続・幼なじみの不器用な愛し方
日付が変わる頃、キャップを深く被った有斗がやってきた。

玄関先で迎え入れながら、首を小さく振る。


「さっきまでお母さんと電話してたから平気だよ。有斗の方こそ、仕事終わりでしょ? 無理して来なくても、明日でよかったのに」


当初の予定では、引越しの当日の朝にこっちに来る予定だった。

仕事終わり、東京駅からの最終に間に合いそうだからと連絡が来たのは、ほんの数時間前だ。


「んなこと言うなよ。
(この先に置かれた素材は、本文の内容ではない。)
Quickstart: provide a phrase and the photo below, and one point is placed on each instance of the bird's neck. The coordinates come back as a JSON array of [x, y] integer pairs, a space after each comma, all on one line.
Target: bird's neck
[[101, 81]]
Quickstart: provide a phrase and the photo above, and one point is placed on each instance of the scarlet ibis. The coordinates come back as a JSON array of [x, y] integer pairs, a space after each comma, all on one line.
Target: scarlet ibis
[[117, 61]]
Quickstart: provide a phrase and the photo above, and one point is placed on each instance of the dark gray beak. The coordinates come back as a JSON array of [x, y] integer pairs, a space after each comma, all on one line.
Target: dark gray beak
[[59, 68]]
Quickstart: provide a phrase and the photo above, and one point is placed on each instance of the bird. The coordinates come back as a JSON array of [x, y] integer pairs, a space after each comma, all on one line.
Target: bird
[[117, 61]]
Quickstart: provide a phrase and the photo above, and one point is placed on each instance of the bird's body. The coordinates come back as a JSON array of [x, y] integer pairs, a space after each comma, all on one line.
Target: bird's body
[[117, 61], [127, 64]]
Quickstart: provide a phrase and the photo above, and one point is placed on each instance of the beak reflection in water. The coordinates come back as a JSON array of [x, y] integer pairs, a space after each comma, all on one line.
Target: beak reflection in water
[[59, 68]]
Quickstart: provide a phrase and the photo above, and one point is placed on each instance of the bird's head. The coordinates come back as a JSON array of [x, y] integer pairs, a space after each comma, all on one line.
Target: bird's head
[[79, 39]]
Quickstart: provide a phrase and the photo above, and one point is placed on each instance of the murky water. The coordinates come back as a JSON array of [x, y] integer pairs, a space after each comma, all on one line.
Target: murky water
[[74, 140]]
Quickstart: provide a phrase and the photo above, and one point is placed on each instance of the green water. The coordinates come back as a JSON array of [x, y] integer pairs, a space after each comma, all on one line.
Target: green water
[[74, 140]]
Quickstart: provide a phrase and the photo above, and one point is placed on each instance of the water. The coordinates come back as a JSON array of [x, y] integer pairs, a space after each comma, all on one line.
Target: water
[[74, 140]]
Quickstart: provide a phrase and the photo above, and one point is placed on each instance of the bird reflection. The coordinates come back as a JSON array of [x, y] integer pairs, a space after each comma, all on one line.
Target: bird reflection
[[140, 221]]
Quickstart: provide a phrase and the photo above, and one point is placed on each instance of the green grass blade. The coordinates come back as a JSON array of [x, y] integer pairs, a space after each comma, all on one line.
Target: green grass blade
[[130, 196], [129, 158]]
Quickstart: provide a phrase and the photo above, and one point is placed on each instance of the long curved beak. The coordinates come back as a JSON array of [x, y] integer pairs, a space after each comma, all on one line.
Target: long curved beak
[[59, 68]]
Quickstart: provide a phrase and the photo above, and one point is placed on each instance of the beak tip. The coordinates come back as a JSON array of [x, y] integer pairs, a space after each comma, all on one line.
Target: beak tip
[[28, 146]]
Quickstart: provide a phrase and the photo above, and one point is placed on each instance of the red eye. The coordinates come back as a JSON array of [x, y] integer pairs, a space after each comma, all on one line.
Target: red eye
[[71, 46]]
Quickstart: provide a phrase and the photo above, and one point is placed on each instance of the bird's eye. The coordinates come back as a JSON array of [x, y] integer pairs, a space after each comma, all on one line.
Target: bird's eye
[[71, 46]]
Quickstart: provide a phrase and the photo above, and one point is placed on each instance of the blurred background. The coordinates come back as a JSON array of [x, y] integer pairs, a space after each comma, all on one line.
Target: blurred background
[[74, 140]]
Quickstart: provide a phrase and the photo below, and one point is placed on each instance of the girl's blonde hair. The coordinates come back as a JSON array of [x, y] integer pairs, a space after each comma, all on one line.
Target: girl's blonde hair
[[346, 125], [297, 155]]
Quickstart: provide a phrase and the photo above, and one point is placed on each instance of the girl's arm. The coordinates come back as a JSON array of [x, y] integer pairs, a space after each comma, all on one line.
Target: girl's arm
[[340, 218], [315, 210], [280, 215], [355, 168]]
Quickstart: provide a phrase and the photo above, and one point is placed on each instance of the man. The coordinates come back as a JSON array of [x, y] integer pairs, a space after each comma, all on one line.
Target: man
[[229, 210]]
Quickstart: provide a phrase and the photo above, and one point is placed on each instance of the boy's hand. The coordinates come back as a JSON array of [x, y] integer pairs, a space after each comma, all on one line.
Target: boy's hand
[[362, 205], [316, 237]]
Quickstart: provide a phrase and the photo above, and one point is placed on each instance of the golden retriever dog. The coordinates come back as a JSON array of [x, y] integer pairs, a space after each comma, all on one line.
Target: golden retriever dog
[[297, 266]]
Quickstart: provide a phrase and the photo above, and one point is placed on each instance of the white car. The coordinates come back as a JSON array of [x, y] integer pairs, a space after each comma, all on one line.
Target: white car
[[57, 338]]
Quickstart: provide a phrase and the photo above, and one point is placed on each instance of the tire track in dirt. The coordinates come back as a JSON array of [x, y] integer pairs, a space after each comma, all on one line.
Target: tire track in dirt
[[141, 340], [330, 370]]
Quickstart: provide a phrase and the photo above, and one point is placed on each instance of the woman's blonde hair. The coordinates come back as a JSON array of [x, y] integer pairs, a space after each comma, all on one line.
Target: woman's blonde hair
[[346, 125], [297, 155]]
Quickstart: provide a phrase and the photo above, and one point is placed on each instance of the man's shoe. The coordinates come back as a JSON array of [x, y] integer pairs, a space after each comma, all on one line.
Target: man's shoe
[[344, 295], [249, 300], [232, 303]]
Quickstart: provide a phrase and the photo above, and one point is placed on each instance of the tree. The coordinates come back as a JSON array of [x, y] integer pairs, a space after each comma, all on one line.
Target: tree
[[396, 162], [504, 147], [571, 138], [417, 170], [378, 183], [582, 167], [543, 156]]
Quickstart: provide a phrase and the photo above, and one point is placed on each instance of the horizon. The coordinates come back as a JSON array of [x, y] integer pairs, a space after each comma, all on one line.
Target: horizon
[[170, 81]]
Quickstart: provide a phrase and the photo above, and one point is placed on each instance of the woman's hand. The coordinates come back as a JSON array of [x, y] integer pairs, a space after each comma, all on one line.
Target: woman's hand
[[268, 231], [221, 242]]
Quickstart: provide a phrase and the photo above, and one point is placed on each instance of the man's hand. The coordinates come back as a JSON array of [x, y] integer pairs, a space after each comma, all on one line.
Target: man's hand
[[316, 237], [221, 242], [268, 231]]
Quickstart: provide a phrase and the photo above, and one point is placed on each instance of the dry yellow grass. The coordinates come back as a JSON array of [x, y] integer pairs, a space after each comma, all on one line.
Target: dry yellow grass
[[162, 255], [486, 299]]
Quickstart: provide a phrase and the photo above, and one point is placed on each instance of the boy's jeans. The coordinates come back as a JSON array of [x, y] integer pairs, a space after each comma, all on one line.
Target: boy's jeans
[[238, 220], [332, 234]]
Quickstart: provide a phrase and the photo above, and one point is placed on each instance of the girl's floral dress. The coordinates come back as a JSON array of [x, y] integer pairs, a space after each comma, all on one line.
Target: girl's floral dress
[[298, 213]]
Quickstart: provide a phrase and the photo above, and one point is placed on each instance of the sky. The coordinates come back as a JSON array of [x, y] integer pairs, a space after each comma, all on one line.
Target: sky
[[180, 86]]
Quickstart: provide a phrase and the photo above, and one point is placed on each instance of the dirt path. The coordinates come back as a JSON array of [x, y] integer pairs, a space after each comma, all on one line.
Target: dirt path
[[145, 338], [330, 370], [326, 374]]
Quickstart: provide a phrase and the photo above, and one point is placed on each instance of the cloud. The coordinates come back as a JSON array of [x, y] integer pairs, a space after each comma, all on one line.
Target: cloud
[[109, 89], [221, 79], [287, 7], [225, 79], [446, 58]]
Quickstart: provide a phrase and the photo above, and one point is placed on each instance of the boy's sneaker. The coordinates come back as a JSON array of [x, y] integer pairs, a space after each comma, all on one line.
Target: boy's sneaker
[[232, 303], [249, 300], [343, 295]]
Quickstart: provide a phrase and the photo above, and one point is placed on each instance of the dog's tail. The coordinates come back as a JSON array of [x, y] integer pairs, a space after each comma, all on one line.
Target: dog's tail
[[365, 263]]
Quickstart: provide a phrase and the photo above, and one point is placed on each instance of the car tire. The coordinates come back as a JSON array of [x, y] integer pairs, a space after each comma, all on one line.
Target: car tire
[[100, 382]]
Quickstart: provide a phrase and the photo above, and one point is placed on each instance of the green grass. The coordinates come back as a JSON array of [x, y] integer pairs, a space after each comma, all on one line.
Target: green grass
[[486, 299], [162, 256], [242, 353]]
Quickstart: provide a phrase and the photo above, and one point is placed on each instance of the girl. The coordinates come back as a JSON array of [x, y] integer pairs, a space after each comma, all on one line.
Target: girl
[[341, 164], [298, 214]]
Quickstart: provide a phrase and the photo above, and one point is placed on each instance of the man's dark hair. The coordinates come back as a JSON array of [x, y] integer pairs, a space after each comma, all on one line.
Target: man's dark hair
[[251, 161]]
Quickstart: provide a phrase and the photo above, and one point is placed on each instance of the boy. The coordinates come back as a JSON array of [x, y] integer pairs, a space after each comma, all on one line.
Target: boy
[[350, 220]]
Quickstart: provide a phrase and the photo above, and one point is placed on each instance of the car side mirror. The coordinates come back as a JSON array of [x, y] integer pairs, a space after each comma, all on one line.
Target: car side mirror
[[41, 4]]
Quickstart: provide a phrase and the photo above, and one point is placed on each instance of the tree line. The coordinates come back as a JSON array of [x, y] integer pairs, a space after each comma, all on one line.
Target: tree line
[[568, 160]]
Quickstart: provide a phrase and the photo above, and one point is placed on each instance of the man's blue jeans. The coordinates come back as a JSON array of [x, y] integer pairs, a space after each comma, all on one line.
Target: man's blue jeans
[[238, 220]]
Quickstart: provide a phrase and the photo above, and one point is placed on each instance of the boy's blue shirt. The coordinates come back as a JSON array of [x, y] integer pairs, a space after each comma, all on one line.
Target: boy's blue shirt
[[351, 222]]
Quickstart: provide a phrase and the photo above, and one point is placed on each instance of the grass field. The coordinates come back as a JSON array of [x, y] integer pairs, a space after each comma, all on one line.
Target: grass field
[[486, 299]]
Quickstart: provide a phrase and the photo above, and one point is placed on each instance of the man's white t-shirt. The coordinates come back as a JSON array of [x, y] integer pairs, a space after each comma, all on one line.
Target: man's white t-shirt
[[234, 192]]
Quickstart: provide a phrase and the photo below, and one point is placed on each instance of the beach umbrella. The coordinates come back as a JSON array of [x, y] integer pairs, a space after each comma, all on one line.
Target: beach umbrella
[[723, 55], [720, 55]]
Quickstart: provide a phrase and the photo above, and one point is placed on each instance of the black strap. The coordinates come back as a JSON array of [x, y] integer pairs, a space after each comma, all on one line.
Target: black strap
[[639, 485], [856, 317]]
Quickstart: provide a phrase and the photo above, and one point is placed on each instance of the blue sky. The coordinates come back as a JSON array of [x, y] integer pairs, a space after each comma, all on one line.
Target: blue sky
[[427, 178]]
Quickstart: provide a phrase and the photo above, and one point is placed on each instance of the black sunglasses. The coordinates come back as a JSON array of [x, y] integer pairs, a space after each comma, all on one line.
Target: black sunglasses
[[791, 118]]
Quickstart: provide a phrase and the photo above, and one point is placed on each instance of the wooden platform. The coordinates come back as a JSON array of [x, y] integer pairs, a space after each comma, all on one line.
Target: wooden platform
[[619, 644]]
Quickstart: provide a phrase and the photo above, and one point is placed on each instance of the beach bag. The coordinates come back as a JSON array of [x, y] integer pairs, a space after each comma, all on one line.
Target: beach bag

少しでも早く会いたかったんだよ」


洗面所で手を洗い、戻ってきたかと思えば流れるような仕草で唇を奪われた。

逃げようとしても、回された腕がそれを許さない。


「ん……んー!?」

「はは、真っ赤」

「あ……有斗のせいでしょ!?」

「寂しさに耐え抜いた俺の努力に気付かない美月のせいだよ」


鼻先が触れ合う距離で有斗がいじわるに笑い、わたしの首元にかかっている指輪を弄んでいる。

有斗が再び薬指に嵌めてくれた指輪。

妊娠中は浮腫みやすく、とれなくなってしまうと場合によっては切断しなければならないこともあると聞き、今もネックレスにして身につけている。

結婚指輪は、向こうに戻ってから2人で選びに行く予定だ。




「だいぶすっきりしたな」


お風呂上がりの有斗が、持参したスウェット姿で部屋を見回す。